Contributed by Debra A. Dandeneau.
A decision involving a malpractice action against counsel for a debtor could create troubling law relating to the treatment of letters of credit in bankruptcy. Although the bankruptcy court decision in Rafool v. Evans, et al. (In re Central Illinois Energy, L.L.C.), 2010 WL 2491019 (Bankr. C.D. Ill. Jun. 16, 2010), specifically involved whether the court should abstain from hearing a malpractice action against a debtor’s former counsel in favor of the state court, the nature of the underlying malpractice action should raise concerns about the application of bankruptcy law to letters of credit. In the underlying action, the chapter 7 trustee for the debtor’s estate is alleging that the debtor’s former counsel committed malpractice when it did not advise the debtor to draw on letters of credit that the debtor held as a beneficiary prior to the commencement of the debtor’s chapter 11 case.

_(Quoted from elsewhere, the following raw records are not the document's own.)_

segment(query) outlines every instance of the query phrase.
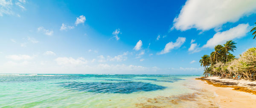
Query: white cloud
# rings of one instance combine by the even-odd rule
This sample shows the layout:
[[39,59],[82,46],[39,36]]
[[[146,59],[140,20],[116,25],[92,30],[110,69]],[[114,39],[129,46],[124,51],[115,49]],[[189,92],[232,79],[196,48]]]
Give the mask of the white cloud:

The bankruptcy court decision does not explain precisely why the debtor was unable to draw on the letters of credit in its chapter 11 case. It notes, though, that the complaint alleges that the letters of credit constituted “financial accommodations” to the debtor within the meaning of section 365(c)(2) of the Bankruptcy Code, the debtor could not, therefore, assume them in its bankruptcy case, and, therefore, the debtor’s estate was harmed in the amount of the undrawn letters of credit ($8.8 million).
Because the bankruptcy court was focused on abstention, the opinion does not dwell on what constitutes a “financial accommodation.” It does state, without citation, that “[w]hether a letter of credit is an executory contract within the scope of Section 365, and whether it is a contract to extend ‘financial accommodations,’ are often difficult issues of bankruptcy law” and characterizes the issue in the complaint as an unsettled issue of bankruptcy law.
However one looks at the issue, the decision and the underlying action are troubling. If the debtor is holding a letter of credit as the beneficiary, then the letter of credit was issued as a financial accommodation to another entity, the account party, apparently to secure the obligations of the account party. In Central Illinois Energy, that is precisely what happened – two contractors caused letters of credit to be issued to secure their performance obligations. That a financial institution has an existing obligation to a debtor to make a payment to a debtor upon the occurrence of certain circumstances does not render that obligation a “financial accommodation” to the debtor. The purpose of the financial accommodation provision in section 365 is to prevent an entity from being forced to make a loan or extend other financing to a debtor in possession. Where, however, the debtor in possession is the beneficiary of the letter of credit, the credit already has been extended to another entity. This should not be an unsettled issue of bankruptcy law.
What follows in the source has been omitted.